Coxme/Surv_Stan model to Quantify Individual Consistency

Hello!

I am not sure if I am barking up the wrong tree here. Briefly, I have experimental data with 2 trials repeated across 25 subjects (individuals).
End goal: to establish some measure of consistency WITHIN subjects - so that individual A shows consistency/repeatability between his/her measures of Trial 1 and Trial 2.
Traditional solution: usually people use Pearson’s Product-Moment correlations or ICC measures.
Problem: Trials are of varying length (up to two orders of magnitude), as subject chooses when to terminate experiment. Additionally, Trials have a stressor which may result in, either, habituation or faster decision making during the second Trial. So I need a method that takes into account varying durations and trial run. This is significant because, as I am scoring behaviors, raw frequencies are prone to being influenced by trial length (the longer the trial, the more likely a behavior is to occur). Rates are not viable because duration of trial varies, consequently rates would be a function of behaviors AND trial duration, which are likely independent decisions.

Data:

head(df)
ID Date Trial Behavior Time
1 DV 11/24/2018 1 0 0.014
2 XB 11/9/2018 1 0 0.146
3 OH 11/8/2018 1 0 0.249
4 QR 6/26/2018 1 0 0.480
5 QR 6/26/2018 1 1 0.630
6 QR 6/26/2018 1 0 0.630
tail(df)
ID Date Trial Behavior Time
1753 VA 8/8/2018 2 0 966.965
1754 VA 8/8/2018 2 0 1019.915
1755 VA 8/8/2018 2 0 1045.796
1756 VA 8/8/2018 2 0 1089.331
1757 VA 8/8/2018 2 0 1126.492
1758 VA 8/8/2018 2 0 1126.492

Where ID is the subject, Date is the temporal stamp (date) for the trial run, trial is either 1 or 2. Start is the time for each of the behaviors. I recoded Behavior for input into a cox model, with 0,1 - 1 being the behavior of interest, 0 being other behaviors.

Possible solution: Two colleagues suggested Cox mixed effect models. This permits consideration of time (Duration) as a variable of significance - Behavior would be put in place of mortality. Then I could input ID as a Fixed effect and Trial as a random effect. I am not sure if this is right, and, indeed, I get some issues running it.
I was trying this:
coxme( Surv (Time, Behavior) ~ ID + (1 | Trial), data = dt)
But it would not converge - I think it is trying to use ID as a grouping variable, which is problematic (25 IDs, but only 2 trials per ID). My colleagues suggested stan_surv might not have issues converging. So I was planning to try that, if I can get it to install. Which brings me to my question.

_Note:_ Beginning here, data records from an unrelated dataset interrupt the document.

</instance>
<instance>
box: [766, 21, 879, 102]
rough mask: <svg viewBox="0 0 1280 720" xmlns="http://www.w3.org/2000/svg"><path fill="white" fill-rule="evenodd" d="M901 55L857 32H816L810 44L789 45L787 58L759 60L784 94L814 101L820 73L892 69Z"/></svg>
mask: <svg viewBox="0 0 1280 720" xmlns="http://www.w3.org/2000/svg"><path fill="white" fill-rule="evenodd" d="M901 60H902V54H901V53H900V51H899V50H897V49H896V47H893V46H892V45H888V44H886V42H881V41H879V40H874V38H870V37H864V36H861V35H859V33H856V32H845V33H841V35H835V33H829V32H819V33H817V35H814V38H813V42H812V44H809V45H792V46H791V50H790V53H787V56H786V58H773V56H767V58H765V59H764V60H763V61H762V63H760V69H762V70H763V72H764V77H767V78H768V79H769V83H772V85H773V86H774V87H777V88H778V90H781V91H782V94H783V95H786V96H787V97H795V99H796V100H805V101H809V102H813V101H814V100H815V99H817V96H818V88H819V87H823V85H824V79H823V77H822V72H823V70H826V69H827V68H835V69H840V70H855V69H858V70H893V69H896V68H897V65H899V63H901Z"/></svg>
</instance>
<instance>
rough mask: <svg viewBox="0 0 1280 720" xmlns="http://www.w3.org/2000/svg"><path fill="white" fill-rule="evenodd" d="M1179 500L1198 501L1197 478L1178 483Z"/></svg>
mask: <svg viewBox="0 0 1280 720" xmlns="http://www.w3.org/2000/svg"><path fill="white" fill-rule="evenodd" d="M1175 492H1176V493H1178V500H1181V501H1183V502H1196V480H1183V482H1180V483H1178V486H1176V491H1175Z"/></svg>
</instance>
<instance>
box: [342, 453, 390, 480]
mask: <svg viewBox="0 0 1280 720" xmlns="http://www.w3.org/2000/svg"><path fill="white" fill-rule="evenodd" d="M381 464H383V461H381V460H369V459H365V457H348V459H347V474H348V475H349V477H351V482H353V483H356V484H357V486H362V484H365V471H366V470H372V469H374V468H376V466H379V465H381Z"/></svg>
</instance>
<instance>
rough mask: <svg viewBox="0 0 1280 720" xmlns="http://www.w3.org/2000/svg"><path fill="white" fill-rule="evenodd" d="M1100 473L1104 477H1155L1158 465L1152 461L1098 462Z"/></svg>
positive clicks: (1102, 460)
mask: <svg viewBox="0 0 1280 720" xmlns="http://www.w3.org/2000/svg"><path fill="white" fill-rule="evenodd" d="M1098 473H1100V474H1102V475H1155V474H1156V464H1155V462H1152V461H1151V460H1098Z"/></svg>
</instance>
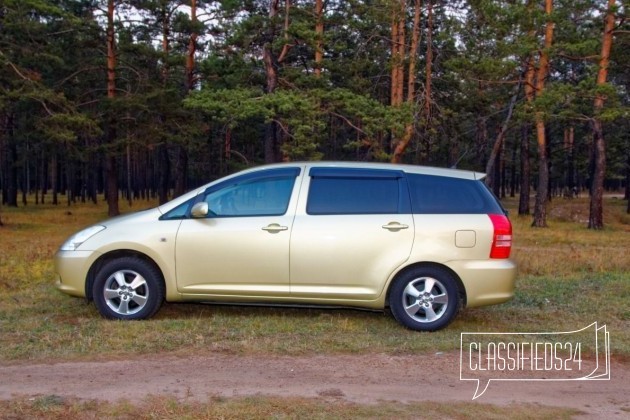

I want to isolate individual consistency across the two trials, trying to control for trial (1 or 2) as well as the confound of varying trial duration. Given duration X, and trial Y, do individuals (1-25) show consistency in their response. So, should I be using ID as a fixed effect? Or should just be putting in Trial as a random intercept effect, and random SLOPES as well as random intercepts for ID. Then extract the Slope/Intercept values for ID? See if the posteriors differ from 0?

To be honest, I am stretching beyond my abilities here. Taken a grad course on Bayesian, comfortable in R, taken Adv Frequentist stats. I am, however, a grad student in ecology and Stats are not the focal point of my studies.

This more of a general stats question than a Stan/Bayes question, so you would be able to get more effective help somewhere like Cross Validated (https://stats.stackexchange.com/)

1 Like

Oh, thank you! Sorry. I will repost there.